Tuesday, September 10, 2013

Why Bother With the Church?

In the faith of Israel we also encounter the figure of Moses, the mediator. The people may not see the face of God; it is Moses who speaks to YHWH on the mountain and then tells the others of the Lord’s will. With this presence of a mediator in its midst, Israel learns to journey together in unity. The individual’s act of faith finds its place within a community, within the common "we" of the people who, in faith, are like a single person — "my first-born son", as God would describe all of Israel (cf. Ex 4:22).

Here mediation is not an obstacle, but an opening: through our encounter with others, our gaze rises to a truth greater than ourselves. Rousseau once lamented that he could not see God for himself: "How many people stand between God and me!" … "Is it really so simple and natural that God would have sought out Moses in order to speak to Jean Jacques Rousseau?"

On the basis of an individualistic and narrow conception of conscience one cannot appreciate the significance of mediation, this capacity to participate in the vision of another, this shared knowledge which is the knowledge proper to love. Faith is God’s free gift, which calls for humility and the courage to trust and to entrust; it enables us to see the luminous path leading to the encounter of God and humanity: the history of salvation.
Lumen Fidei 14

Reflection – Tuesdays with Francis (and, ahem, Benedict) time again! This paragraph from the encyclical is quite significant for us. We are commanded to worship the Lord God and serve him alone. Faith is faith in God, the One, the Only, the God who is above all gods and in fact who shows up the gods of the heathens as naught. This God is revealed in the Old Testament as a ‘jealous God’, a God who wants the whole love and fidelity of his people, and who calls them away from the service of any other god, and chastises them severely when they fail in this.

And yet, this same God who is so fierce in his monotheism is quite happy, in fact chooses, to work through a succession of human mediators. Moses is perhaps the greatest among these, but the prophets are, as well. The kings of Israel and Judah, deeply flawed as they were, were a kind of mediator for the God of Israel. Priests in ancient Israel, as I understand it, were not so much mediators of God as mediators of the people, carrying their sacrificial offerings before Him in the sacred rites of the temple.

Nonetheless, here we have all this mediation, all at the ordering and choice of this God who is so all-or-nothing in his demands of uncluttered, unadulterated worship of Himself. What’s this about – if God wants all my attention and love, why would He clutter up the joint with all these other people claiming to speak for Him? Can’t He speak directly to me?

The encyclical provides a very good reflection on this matter, which is at the heart of our biblical revelation of God, after all, and is not something we can just dismiss if we are biblical Christians. Namely, that mediation, God’s choice to work through human beings in a human setting, forms community. God does not simply want to establish a living communion with each one of us individually, although he certainly does want that. He wants to establish a living communion with each of us that draws us into a living communion with one another.
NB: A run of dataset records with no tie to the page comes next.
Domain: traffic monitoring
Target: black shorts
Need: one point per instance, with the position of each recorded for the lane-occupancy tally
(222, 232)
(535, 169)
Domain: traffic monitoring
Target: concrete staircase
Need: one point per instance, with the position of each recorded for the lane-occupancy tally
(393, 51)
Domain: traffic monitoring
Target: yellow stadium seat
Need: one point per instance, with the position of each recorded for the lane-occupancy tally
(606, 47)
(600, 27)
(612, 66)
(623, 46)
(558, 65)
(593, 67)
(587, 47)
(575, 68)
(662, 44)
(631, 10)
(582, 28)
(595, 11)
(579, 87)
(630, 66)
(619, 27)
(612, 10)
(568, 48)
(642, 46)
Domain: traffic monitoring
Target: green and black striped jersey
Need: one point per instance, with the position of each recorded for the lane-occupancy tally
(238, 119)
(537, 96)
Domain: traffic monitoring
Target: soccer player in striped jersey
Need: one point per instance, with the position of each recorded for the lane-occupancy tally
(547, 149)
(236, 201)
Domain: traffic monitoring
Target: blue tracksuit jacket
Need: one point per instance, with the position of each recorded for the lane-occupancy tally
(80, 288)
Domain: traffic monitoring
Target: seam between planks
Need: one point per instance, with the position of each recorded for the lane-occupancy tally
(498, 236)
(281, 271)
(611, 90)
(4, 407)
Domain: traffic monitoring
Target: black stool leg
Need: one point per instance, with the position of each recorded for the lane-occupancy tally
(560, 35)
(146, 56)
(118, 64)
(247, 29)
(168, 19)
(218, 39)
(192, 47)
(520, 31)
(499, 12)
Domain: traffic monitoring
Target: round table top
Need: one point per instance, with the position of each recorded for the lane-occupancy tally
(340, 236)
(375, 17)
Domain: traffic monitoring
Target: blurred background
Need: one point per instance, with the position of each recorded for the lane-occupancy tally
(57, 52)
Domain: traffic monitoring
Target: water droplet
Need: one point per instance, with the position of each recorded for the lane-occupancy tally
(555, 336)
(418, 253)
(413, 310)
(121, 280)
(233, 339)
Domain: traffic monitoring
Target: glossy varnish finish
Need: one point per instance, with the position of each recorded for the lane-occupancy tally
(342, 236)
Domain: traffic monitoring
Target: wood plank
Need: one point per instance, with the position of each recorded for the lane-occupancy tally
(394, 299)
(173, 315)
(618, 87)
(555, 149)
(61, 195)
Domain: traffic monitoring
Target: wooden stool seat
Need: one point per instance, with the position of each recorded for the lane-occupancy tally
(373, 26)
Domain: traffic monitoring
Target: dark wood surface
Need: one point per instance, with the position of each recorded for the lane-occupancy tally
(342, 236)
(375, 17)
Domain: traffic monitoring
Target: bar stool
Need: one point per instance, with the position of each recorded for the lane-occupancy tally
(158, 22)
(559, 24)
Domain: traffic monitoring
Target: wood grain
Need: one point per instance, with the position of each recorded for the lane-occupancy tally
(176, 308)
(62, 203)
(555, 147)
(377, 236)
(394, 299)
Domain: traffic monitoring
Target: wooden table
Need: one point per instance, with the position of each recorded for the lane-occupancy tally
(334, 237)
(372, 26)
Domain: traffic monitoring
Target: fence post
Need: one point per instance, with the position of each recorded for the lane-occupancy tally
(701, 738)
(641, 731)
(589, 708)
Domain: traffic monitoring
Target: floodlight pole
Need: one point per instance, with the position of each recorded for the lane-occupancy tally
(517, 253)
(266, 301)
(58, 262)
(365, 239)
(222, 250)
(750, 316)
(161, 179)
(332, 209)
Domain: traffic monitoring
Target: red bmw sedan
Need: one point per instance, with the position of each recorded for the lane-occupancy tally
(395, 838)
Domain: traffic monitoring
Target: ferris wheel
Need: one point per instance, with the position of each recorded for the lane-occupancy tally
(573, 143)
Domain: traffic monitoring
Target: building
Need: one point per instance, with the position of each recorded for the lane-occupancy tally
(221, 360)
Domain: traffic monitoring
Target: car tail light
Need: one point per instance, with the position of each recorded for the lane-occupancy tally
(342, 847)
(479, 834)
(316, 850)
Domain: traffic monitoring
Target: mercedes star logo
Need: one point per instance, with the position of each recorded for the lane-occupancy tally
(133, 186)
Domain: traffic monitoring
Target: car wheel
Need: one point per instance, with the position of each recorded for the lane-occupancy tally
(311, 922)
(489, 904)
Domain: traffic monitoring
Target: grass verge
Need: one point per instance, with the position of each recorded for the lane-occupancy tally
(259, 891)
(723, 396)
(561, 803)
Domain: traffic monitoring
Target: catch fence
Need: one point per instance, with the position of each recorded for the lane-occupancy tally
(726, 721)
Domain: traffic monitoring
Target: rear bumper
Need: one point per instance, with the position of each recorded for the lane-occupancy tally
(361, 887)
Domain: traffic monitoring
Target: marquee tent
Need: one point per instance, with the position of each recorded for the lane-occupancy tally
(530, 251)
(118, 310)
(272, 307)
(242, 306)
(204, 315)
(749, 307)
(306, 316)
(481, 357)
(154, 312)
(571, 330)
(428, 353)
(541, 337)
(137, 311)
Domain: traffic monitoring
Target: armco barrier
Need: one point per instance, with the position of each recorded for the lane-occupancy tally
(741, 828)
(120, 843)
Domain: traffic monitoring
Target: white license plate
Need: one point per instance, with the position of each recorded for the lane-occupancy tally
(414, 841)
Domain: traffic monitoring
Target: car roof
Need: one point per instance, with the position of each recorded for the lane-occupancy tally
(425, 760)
And so, the Ten Commandments are given to Moses so he can communicate them to the people of Israel, so that they can know themselves as a people brought together by God’s design and not simply a bunch of random individuals clinging together in some kind of Hobbesian necessity or Rousseauian social contract.

Now it is argued that all this mediation business has been done away with for good and for all with the coming of Jesus Christ, the Christ and Christ alone is the mediator between God and man. And that is certainly true. But if this unique and absolute mediation of Christ is meant to do away with the Old Testament models of mediation—priest, prophet, king—then why did Jesus choose twelve apostles and send them out to carry his Gospel to the world? Why bother with such a cumbersome thing as that? After all, Jesus is God and man – He didn’t have to do it that way. But he chose to act through the preaching of the apostles, and ‘acting through’ is indeed mediation, by definition.

The whole New Testament scriptural presentation of God and of Christ shows that the unique mediation of Christ bringing us fullness of communion with God is achieved through the mediation of Christ’s body, the Church, and all its visible ministers, members, structures and community life. God is not dealing with us only as individuals; He still fashions a people, a body, a kingdom. And this kingdom is the Church of Christ in the world, which I (of course) believe to subsist in the Catholic Church, His body through which by the Holy Spirit He communicates the gift of salvation and the grace of God.